Turns out there’s no volcano, but these homemade haircare products are just as effective as the commercial stuff (though there are so many variables to the dandruff situation). I’m convinced that homemade versions with a few ingredients you probably already have in your kitchen is superior to anything you’ll find on the shelves. The only thing they lack is fragrance and foaming action (both of which are artificially created using toxic chemicals).

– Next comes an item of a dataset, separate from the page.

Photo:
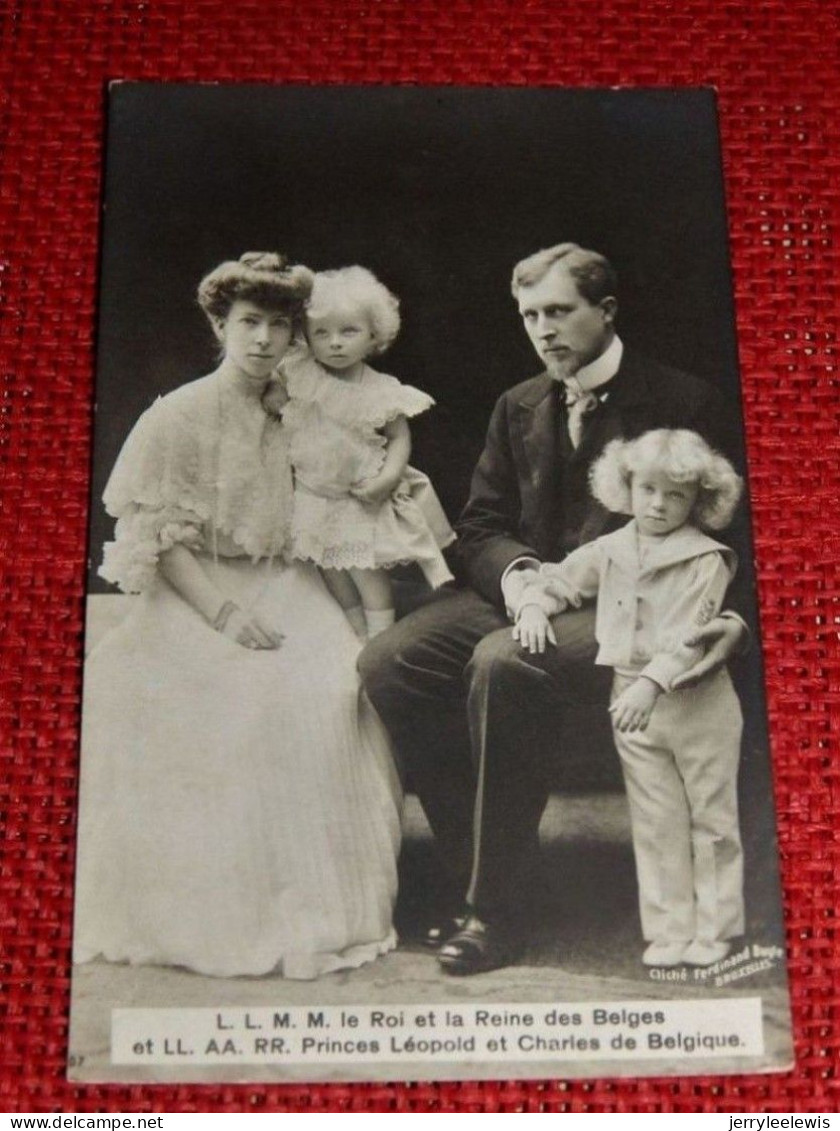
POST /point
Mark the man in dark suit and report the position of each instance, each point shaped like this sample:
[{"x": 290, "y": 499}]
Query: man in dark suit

Here are the recipes I use (note the ratios are both 1:5 active ingredient to water):


  • 1 1/4 cup water
  • 1/4 cup baking soda

Fill an empty bottle with the two ingredients and shake well. Shake before each use (the baking soda falls to the bottom). Work into hair just like a commercial shampoo, though you need to use more each time since it’s more watery.


  • 1 1/4 cup water
  • 1/4 cup apple cider vinegar

Fill an empty bottle with the two ingredients and shake well. Use more or less vinegar depending on your tolerance for sour smells. It only smells while you use it, not all day long. No need to shake before use. Just massage into scalp and tips.


My hair went into a detox period for about 10 days, where it was all like “WTF?” It was extra oily and flaky, but now it’s back to normal and I even forget that I’m not using shampoo any more. I have fewer “snow days,” if you know what I mean, and my hair feels full and healthy. And for the fellas: I’m losing less hair (though it still does fall out, only slower…)
Just one less thing to buy every month, and one step closer to living in that Foundry in the Forest.
It’s ok if you want to touch or smell my hair next time you see me in person. I won’t mind.

* The current positive state of my hair can also be attributed to a rad haircut that the Mrs. gave me about a month ago. At 5am on the front porch in my underwear. I was in my underwear. She was dressed.